Joseph de Marie-Hélène LAFON

Joseph - Parution : septembre 2014 aux éditions Buchet – Chastel

Le genre, le style : roman français délicat et juste sur un monde rural en voie d’extinction.

Les lieux : dans des fermes du Cantal.

L’auteur : Marie-Hélène est née en 1962 à Aurillac, elle enseigne les lettres classiques à Paris. Ses nouvelles et ses romans sont ancrés dans le monde rural. Elle dit d’elle qu’elle est « un écrivain de sillon » ou qu’elle « travaille comme on laboure ». Ses maîtres sont Flaubert, Céline, l’Iliade et pour les contemporains Michon, Millet et Bergounioux.

Tous ses textes ont obtenu des prix littéraires, « Le soir du chien » en 2001 a reçu le prix Renaudot des lycéens. « Joseph » figurait dans la dernière sélection du prix Femina 2014.

L’histoire : à bientôt 60 ans Joseph, ouvrier agricole, se souvient des gens, des fermes où il est passé, d’un amour malheureux qui l’a amené au bord du précipice alcoolique, de son frère parti du pays et qu’il ne voit plus beaucoup, de sa mère partie elle aussi vivre chez le frère. Il est seul, alors il observe la vie des autres à défaut d’avoir pu construire une vie, une famille.

Mon avis : il y a des livres qui jouent avec vous comme le font les histoires d’amour manquées. J’ai acheté ce livre à sa sortie lors de la rentrée littéraire de septembre. J’ai lu une dizaine de pages je n’ai pas accroché, alors je l’ai rangé sous la pile de livres de ma table de nuit. Pas grave me suis-je dit, je le reprendrai plus tard. Il m’était arrivé la même chose avec « Rue des boutiques obscures » de Modiano acheté sur les quais il y a trente ans et laissé de côté pour manque de motivation… et repris avec bonheur dix ans après.

Chose faite en ce mois d’avril : quel merveilleux roman !

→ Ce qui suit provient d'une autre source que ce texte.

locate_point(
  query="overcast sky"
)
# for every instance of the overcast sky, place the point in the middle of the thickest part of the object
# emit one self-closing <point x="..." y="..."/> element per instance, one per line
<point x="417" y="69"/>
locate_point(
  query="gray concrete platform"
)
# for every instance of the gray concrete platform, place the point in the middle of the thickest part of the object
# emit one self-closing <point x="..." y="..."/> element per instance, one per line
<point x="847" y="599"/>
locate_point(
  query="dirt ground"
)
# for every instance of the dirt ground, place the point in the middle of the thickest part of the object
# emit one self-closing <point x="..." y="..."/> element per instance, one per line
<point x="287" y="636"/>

Le livre fermé j’étais persuadée d’avoir connu Joseph quelque part, sans doute dans les souvenirs de mon père, paysan de la Nièvre. Car beaucoup de Joseph, ouvriers agricoles, ont peuplé les campagnes françaises. Ses souvenirs sont précis, ce sont ceux d’une vie difficile, exigeante, peuplée de chiens fidèles, de patrons et de patronnes généreux ou salauds, d’histoire d’amour ratée, de bêtes à s’occuper tous les jours de l’année, de foin à ramasser en urgence avant l’orage quelque soit le jour, férié ou non, de canons pris un peu trop souvent au café du village.

L’écriture est belle, sensible. Impossible, quand on a eu un membre de sa famille « dans la terre », de ne pas être touché par ce roman. Pour les autres les gens de la ville je ne sais pas… mais je l’espère.

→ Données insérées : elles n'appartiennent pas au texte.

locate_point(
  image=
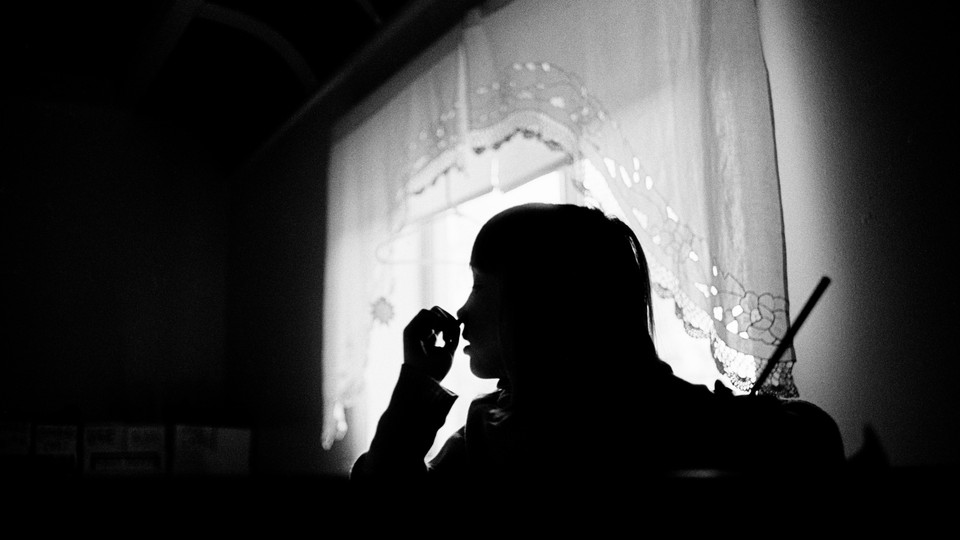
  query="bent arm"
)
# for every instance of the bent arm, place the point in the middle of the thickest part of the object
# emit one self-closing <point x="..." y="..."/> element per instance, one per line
<point x="418" y="409"/>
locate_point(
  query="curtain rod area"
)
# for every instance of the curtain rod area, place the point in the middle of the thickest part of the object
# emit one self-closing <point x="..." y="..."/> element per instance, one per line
<point x="412" y="32"/>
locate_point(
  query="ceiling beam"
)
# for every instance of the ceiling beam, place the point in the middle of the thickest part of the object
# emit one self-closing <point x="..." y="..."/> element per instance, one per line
<point x="155" y="47"/>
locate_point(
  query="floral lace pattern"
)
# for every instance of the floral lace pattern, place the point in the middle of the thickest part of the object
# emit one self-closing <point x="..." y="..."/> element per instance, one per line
<point x="541" y="101"/>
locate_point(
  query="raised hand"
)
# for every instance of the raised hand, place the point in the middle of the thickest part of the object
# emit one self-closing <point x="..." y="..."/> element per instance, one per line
<point x="419" y="342"/>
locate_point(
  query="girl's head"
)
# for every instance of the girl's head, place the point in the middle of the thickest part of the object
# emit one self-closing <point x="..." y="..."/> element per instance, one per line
<point x="561" y="295"/>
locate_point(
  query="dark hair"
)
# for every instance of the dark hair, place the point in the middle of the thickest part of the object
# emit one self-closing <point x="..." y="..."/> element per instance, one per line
<point x="575" y="293"/>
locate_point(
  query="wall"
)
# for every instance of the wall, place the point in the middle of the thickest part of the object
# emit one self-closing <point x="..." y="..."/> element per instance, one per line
<point x="863" y="107"/>
<point x="112" y="232"/>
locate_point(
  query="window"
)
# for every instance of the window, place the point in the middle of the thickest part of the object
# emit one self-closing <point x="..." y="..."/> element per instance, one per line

Extrait : Quand on rentre dans une étable bien tenue, l’odeur large des bêtes est bonne à respirer, elle vous remet les idées à l’endroit, on est à sa place. Joseph avait toujours retrouvé ça dans sa vie, même aux pires moments. Il avait surtout aimé s’occuper des veaux qui grandissaient tous dans les fermes avant la mode de les vendre à trois semaines pour l’engraissement en Italie ou ailleurs ; même dans les grands troupeaux comme celui des Manicaudies il n’aurait jamais confondu un petit avec un autre, il ne leur faisait pas de manières, on n’avait pas le temps et tout le monde se serait moqué ou l’aurait pris pour un original, mais il avait juste la patience qu’il fallait, sans se laisser déborder. En entrant dans une étable ou en voyant un troupeau dehors, à l’herbe, il savait au premier coup d’œil, et aussi à l’oreille, si les choses allaient comme il faut. Il n’avait pas toujours eu le choix, il avait dû, certaines fois travailler dans des conditions qui lui tordaient le ventre mais il n’était jamais resté longtemps dans ces fermes. Il avait appris à se méfier des gens que les bêtes craignaient, les brutaux et les sournois, surtout les sournois qui cognent sur les animaux par-derrière et leur font des grimaces devant les patrons (…).

Pour résumer : magnifique ! Ce texte m’a ému. N’attendez pas une sortie en poche, c’est un petit texte de 140 pages à 13 € prix éditeur.